I watched kids get in line to do dives off the diving board, and knew that I would never learn how to do a dive because it would get water into these holes in my ears. I decided to just lay out in the sun and read my fantasy books. I was a big fan of Beverly Cleary, and currently was reading “Blubber.” “Blubber” made me feel comfortable, because it was about a young girl being teased about her weight and made to feel outcast, I liked “Blubber” and read the story twice one summer.
I shied away from big parties and events, I didn’t like them still. I still couldn’t understand what everyone was talking about and why. I didn’t understand actually why people talked at all. I didn’t understand what they were trying to get across. What was so important that they had to talk about all the time? Fixing my hearing didn’t really fix that much at all. My world just became noisier.
This sensory world of mine, lacking sound, made my internal world louder. I felt with such vigor, I laughed or cried with such intensity. Even if I couldn’t hear my own sobbing, I felt the tears with a pain I can still remember to this day. My stomach was always in knots. I had a nervous temperament and although I was usually not enraged or angered, I had an overwhelming sense of fatality and doom. I thought everything was doomed to be wrong. Although I still believed in my self-importance, I didn’t like other people.
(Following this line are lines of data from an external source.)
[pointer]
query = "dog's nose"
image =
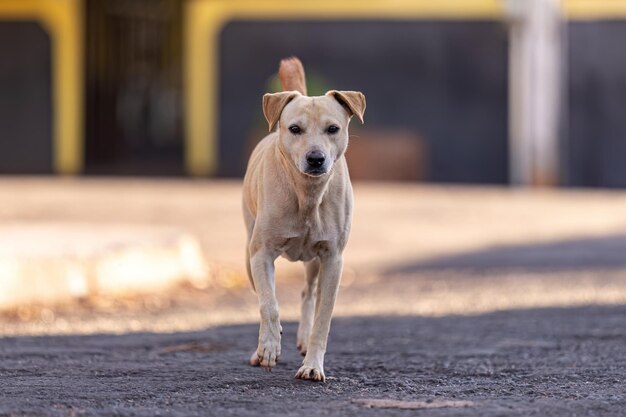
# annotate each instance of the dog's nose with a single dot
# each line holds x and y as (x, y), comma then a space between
(315, 159)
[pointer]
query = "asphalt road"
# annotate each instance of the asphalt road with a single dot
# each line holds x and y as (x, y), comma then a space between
(454, 302)
(557, 362)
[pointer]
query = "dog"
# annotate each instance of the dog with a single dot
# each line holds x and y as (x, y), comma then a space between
(297, 203)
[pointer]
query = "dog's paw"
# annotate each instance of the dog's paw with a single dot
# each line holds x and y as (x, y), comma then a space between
(254, 359)
(313, 373)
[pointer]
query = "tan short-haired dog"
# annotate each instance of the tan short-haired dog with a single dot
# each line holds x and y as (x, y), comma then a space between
(297, 203)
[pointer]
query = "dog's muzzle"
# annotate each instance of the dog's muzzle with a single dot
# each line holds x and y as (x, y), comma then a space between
(315, 163)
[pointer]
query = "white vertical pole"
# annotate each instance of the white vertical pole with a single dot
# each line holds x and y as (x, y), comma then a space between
(535, 82)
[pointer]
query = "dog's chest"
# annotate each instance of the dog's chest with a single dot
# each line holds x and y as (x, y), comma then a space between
(308, 243)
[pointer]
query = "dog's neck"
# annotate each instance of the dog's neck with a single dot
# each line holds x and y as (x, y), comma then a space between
(309, 191)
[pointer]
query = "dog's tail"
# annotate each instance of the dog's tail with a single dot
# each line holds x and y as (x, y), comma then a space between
(291, 74)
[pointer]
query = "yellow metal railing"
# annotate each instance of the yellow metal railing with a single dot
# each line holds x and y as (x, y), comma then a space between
(62, 19)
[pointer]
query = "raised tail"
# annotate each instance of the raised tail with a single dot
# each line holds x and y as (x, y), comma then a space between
(291, 74)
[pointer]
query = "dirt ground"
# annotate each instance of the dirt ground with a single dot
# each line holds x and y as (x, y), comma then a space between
(557, 362)
(454, 302)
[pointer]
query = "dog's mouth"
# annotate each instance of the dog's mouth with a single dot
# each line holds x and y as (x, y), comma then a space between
(315, 172)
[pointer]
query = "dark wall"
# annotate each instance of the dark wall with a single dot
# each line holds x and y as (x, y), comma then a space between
(597, 104)
(446, 81)
(25, 99)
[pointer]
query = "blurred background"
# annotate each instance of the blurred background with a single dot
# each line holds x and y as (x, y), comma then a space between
(125, 128)
(468, 91)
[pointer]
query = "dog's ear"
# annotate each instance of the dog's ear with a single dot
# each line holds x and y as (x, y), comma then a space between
(353, 101)
(274, 103)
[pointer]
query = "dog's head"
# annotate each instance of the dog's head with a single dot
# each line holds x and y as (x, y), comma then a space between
(313, 131)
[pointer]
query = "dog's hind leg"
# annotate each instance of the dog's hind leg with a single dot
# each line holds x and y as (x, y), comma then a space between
(312, 269)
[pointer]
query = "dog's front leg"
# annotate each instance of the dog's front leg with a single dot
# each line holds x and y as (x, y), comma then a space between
(262, 268)
(328, 284)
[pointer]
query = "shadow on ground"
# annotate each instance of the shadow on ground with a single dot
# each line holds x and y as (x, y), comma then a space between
(559, 362)
(596, 252)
I didn’t even like my parents because I didn’t understand why they got mad at me when they did. I didn’t hear the rules when they were told. Living in my internal, visual world kind of made my life a silent movie. I was lost in a quagmire of sensory stimuli that I could not handle. I always thought to myself, I am too sensitive for this world.
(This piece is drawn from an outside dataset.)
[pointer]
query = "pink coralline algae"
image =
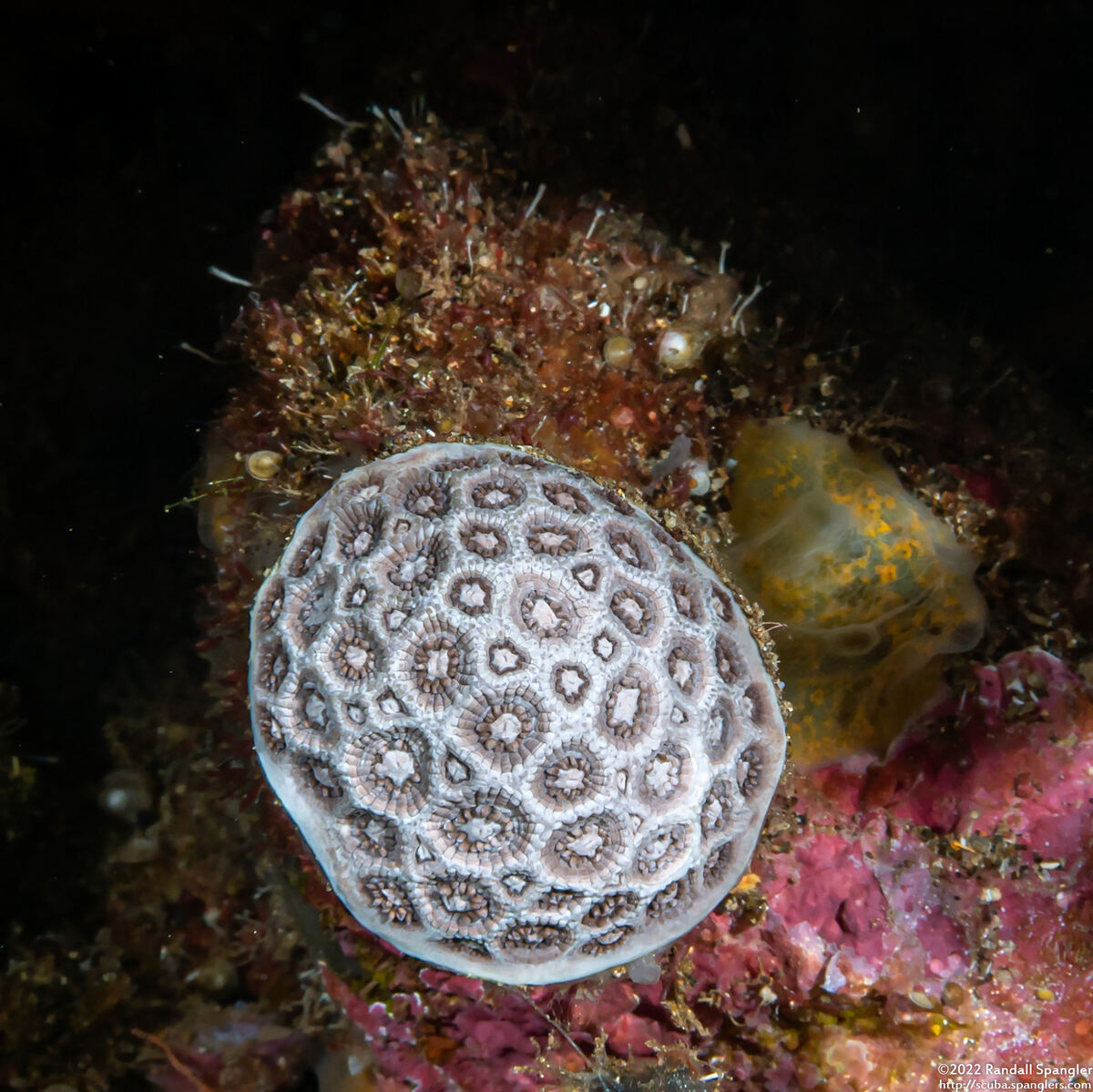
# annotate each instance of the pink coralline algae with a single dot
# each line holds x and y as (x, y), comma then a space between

This lack of sound in my early life, really led me to never take for granted the beautiful sounds that surround us everyday. Whether it is music, the rustling of the trees, or the toll of a church bell, let it ring in your ears.... For so many years I was deprived of this sense, and I will never know how it might have made me a different person if I could have taken part in this beautiful world in a different way. I know I made silence beautiful for myself and found other ways to enjoy this world, through all of my other senses, but there was always something missing. Now I play the violin to enjoy the beauty of music. I play until my callouses on my fingers are bleeding. I play until the music pulls on my heartstrings. I don't think I ever would have enjoyed music and sound as much as I do now unless I hadn't been denied it early on in life. Listen to the world around you, for it might not always be there. Listen. In silence.